At the recent Re:Invent conference, Amazon announced a new security assessment and compliance service. The service is called Amazon Inspector and is currently in preview.
Andy Jassy, svp at Amazon Web Services, positions the service in the following way: "Inspector is an automated security assessment service that finds security or compliance issues when deploying applications on AWS."
As organizations leverage the cloud for the rapid delivery of applications and services, opportunities arise where security vulnerabilities may be overlooked as a tradeoff for speed. Jeff Barr, chief evangelist for Amazon Web Services, sees this service as a way to “shorten the time between code complete and code tested and deployed.” Barr also adds that “many organizations do not have enough security personnel on staff to perform time-consuming manual checks on individual servers and other resources.”
Amazon Inspector removes manual compliance checks and is capable of outputting reports automatically for use in audits. In order to set up an Inspector job, administrators must first define an application where metadata can be attached including the environment such as Production, QA, UAT etc. Next, an administrator needs to configure a set of Rule packages they would like to apply. Rule packages may include:
- Application Security Best Practices
- Network Security Best Practices
- Authentication Best Practices
- Operating System Security Best Practices
- Application Security Best Practices
- PCI DSS 3.0 Assessments (for customers needing to demonstrate Payment Card Industry compliance)
Since Amazon Inspector is a managed service, Amazon currently provides hundreds of rules and will continue to add to their library as their team of AWS security researchers develop them. As a result, this allows customers to augment their existing security teams with the knowledge that Amazon continues to develop.
The next configuration that an administrator needs to make is the duration the assessment will run for. During the Inspector execution, an Inspector Agent will be running on EC2 instances which will be monitoring network, file system and process activity. Assessments can run for 15 minutes, 1 hour, 8 hours, 12 hours or one full day. Amazon recommends running the assessment for 24 hours in order to deliver more comprehensive results.
Image Source: https://aws.amazon.com/blogs/aws/amazon-inspector-automated-security-assessment-service/
After the assessment has run, administrators can expect an Amazon Inspector Findings report. The report will highlight a prioritized list of recommendations including which rule package identified the deficiency. The following image is representative of a report an administrator can expect to see after an assessment has run.

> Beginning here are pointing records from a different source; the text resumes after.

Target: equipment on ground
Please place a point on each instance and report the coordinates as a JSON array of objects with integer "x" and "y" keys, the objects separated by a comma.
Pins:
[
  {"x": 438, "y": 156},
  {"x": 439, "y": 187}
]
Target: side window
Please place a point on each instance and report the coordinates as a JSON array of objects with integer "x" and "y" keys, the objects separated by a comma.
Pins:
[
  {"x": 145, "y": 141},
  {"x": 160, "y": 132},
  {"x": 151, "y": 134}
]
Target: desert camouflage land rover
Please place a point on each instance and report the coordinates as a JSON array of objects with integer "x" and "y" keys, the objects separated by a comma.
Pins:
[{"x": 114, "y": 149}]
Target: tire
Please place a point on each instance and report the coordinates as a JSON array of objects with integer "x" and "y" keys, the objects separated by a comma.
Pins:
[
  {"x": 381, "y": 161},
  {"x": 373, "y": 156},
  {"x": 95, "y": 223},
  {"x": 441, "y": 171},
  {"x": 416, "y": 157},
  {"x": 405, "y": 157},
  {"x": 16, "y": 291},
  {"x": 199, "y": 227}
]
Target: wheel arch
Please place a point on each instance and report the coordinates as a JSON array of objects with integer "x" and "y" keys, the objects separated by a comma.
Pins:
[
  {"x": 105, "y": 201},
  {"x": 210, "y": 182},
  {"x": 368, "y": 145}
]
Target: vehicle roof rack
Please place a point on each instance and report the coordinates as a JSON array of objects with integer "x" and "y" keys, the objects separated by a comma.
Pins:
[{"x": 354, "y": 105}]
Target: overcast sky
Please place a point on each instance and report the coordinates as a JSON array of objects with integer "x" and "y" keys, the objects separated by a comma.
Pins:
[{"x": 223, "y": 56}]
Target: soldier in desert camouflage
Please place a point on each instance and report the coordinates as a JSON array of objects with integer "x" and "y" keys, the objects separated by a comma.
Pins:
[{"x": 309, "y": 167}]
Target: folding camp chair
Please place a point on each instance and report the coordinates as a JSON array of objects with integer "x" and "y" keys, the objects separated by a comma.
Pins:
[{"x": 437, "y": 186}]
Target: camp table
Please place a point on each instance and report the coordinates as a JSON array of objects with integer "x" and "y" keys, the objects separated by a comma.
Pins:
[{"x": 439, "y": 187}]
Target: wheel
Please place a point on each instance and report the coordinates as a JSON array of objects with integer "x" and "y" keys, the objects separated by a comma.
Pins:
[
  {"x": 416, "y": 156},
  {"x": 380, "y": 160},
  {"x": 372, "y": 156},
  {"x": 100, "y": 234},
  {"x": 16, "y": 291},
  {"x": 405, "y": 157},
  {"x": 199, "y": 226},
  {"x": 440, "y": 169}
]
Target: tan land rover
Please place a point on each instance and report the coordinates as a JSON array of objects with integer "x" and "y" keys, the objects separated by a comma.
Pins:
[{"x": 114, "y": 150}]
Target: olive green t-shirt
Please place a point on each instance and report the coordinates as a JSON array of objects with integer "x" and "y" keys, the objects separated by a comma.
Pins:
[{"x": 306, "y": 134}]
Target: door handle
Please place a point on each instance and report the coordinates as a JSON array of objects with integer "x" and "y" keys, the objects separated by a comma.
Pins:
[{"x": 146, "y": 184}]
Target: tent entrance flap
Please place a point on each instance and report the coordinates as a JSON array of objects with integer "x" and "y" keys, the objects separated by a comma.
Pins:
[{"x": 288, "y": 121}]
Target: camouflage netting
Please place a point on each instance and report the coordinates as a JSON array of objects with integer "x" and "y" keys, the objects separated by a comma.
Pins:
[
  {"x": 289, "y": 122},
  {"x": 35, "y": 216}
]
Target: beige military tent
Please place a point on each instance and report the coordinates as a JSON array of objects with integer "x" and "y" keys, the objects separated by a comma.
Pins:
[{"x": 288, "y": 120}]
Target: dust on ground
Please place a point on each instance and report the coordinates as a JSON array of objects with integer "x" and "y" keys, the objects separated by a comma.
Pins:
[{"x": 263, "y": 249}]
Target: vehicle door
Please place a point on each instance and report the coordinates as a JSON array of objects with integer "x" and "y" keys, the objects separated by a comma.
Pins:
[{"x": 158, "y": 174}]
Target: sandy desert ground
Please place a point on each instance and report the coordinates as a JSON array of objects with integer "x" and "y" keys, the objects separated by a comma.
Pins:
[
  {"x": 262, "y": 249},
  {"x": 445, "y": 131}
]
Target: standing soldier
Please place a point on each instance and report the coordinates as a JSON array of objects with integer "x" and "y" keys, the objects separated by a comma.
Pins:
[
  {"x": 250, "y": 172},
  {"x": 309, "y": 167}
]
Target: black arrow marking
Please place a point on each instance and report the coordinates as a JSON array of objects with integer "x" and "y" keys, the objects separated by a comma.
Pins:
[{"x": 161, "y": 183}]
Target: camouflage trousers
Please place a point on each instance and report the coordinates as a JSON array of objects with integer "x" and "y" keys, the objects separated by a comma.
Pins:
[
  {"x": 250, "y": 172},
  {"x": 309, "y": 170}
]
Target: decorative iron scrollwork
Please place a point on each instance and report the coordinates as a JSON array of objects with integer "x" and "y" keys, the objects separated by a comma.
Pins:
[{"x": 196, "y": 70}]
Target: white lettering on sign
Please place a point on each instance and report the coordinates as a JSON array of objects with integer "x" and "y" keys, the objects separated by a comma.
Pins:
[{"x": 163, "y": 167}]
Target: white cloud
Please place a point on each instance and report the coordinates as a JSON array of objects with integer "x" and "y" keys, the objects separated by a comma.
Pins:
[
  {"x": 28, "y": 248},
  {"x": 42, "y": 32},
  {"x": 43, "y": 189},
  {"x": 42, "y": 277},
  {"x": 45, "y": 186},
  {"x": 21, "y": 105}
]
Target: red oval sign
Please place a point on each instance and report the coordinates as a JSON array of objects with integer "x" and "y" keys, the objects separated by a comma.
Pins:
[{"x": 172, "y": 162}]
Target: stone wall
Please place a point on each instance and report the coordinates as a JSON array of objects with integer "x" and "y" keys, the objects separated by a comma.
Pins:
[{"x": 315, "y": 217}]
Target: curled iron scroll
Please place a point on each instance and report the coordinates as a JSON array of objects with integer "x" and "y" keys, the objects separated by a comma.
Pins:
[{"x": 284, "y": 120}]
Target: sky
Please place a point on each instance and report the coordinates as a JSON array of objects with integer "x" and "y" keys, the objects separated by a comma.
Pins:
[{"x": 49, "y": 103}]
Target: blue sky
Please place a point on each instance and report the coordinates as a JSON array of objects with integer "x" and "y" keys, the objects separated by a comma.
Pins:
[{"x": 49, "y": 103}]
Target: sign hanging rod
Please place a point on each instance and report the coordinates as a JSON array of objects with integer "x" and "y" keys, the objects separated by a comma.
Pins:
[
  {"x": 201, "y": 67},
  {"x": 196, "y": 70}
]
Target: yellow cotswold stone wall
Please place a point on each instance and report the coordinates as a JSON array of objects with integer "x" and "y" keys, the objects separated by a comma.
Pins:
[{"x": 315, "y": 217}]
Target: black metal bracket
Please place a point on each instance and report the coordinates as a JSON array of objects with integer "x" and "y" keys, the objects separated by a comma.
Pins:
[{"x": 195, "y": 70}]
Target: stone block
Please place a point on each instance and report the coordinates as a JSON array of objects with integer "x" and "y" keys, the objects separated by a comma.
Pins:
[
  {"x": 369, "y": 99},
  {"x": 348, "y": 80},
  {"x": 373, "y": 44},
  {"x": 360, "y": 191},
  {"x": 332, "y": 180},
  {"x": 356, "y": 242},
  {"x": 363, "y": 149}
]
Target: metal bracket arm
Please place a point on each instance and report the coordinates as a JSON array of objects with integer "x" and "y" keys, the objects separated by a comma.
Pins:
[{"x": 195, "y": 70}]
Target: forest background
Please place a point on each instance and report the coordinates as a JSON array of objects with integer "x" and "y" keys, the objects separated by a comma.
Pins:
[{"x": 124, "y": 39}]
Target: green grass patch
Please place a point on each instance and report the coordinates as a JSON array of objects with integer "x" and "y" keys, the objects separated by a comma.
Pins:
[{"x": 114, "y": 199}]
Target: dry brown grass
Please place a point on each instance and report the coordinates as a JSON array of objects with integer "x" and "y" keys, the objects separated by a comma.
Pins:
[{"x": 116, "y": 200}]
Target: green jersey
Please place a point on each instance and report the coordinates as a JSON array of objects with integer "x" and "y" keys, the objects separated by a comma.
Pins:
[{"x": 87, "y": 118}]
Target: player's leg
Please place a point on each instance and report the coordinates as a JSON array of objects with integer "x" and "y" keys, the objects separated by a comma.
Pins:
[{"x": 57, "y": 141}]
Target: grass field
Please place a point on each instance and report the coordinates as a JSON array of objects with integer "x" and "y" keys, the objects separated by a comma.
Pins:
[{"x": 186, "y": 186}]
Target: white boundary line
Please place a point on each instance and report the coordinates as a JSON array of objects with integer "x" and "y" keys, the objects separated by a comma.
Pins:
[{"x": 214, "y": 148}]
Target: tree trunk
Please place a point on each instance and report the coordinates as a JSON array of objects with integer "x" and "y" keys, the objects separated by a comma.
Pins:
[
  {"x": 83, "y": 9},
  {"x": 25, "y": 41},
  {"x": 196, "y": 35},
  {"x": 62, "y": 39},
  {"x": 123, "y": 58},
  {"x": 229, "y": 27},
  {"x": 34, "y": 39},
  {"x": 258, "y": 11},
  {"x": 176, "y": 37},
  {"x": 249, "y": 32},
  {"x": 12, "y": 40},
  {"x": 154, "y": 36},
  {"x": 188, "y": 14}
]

Image Source: http://aws.amazon.com/inspector/
Amazon isn’t the only company to provide a cloud-based security assessment and compliance service. They face competition from the likes of Microsoft and Nessus who also provides PCI DSS compliance assessments. PowerUpCloud, a cloud consulting services company, recently blogged about their experience with AWS Inspector and provided a comparison to Nessus. “AWS Inspector aims to do what Nessus does so we took it for a spin. While Inspector is still new and it will get a lot better, it doesn't replace Nessus immediately. It is currently only supported on Amazon Linux and Ubuntu instances. But we were impressed with Inspector and the ease of use.”
Microsoft has also recently entered the cloud security assessment and compliance space by introducing Azure Security Center at their recent AzureCon event.